All day, all I wanted were moments by myself, and now that I have them, I’d like to give them back. The funny thing about going through all of this is when I think I have what I want, it’s not any better. Day to day, moment to moment, it’s a fight to get through, and right when I think I’m good, a wave knocks me back over and I have to start again.
And sitting in my car alone, I know I have to start paddling back to shore again. But it’s hard, and I’m out of breath.
I squeeze my fingers around the steering wheel and jam my head back against the seat, closing my eyes to the tears.

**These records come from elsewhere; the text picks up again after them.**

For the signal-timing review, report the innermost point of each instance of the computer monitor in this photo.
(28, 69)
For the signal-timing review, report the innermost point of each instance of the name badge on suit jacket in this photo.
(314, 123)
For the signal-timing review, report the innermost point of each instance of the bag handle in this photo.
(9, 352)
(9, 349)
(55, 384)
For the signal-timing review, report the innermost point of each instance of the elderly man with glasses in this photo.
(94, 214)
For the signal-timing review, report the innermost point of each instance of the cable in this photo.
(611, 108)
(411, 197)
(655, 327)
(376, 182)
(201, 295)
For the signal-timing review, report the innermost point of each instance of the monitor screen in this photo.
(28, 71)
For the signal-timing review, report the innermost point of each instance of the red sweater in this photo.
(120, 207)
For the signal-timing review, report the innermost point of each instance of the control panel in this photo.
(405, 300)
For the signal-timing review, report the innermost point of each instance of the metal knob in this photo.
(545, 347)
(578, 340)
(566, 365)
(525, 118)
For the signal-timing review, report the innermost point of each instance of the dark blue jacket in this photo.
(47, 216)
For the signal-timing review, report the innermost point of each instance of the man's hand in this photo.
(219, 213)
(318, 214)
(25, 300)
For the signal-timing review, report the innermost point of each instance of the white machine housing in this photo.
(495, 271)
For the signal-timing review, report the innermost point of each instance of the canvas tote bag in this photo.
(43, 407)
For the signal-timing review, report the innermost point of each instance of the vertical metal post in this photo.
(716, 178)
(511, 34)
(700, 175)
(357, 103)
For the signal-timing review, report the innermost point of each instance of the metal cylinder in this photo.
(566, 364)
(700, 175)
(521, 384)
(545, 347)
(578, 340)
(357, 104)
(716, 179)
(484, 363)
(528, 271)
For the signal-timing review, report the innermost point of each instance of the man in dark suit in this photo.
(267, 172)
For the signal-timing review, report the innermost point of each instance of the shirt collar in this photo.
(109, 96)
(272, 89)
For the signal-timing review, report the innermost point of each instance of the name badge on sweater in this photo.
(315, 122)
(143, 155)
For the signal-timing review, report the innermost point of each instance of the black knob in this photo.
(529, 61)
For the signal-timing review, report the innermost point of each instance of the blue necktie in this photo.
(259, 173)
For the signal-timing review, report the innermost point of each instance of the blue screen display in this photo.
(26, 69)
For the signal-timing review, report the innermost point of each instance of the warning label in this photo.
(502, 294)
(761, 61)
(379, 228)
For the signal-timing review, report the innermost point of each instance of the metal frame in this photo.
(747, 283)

I try to imagine what Ray would say to me.
Why didn’t you go for a drink, you loser?
Nell was only trying to help.
I can’t believe you actually put this together. You had to talk to people, like, real live people. Did it hurt?
Maybe he’d be happy. Maybe he’d think I was being overly sensitive. “If you were still alive, I wouldn’t have to wonder.”
I open my eyes and drag my palm down my cheek before swiping my phone on. The deflated balloon hanging off the gatepost is a perfect metaphor for me, and I snap a picture of it, writing a post. Each movement of my thumbs stamps my anger and defeat into words.
Once it’s posted, there are immediate interactions, likes, and comments.
“You should write a book about this,” someone named Harmony writes, and I laugh. If I were going to write a book, it’d be a historical romance with courting, kissing, and a devastatingly handsome dark-haired, hazel-eyed hero. Not a melodrama starring a jaded girl and a dead guy.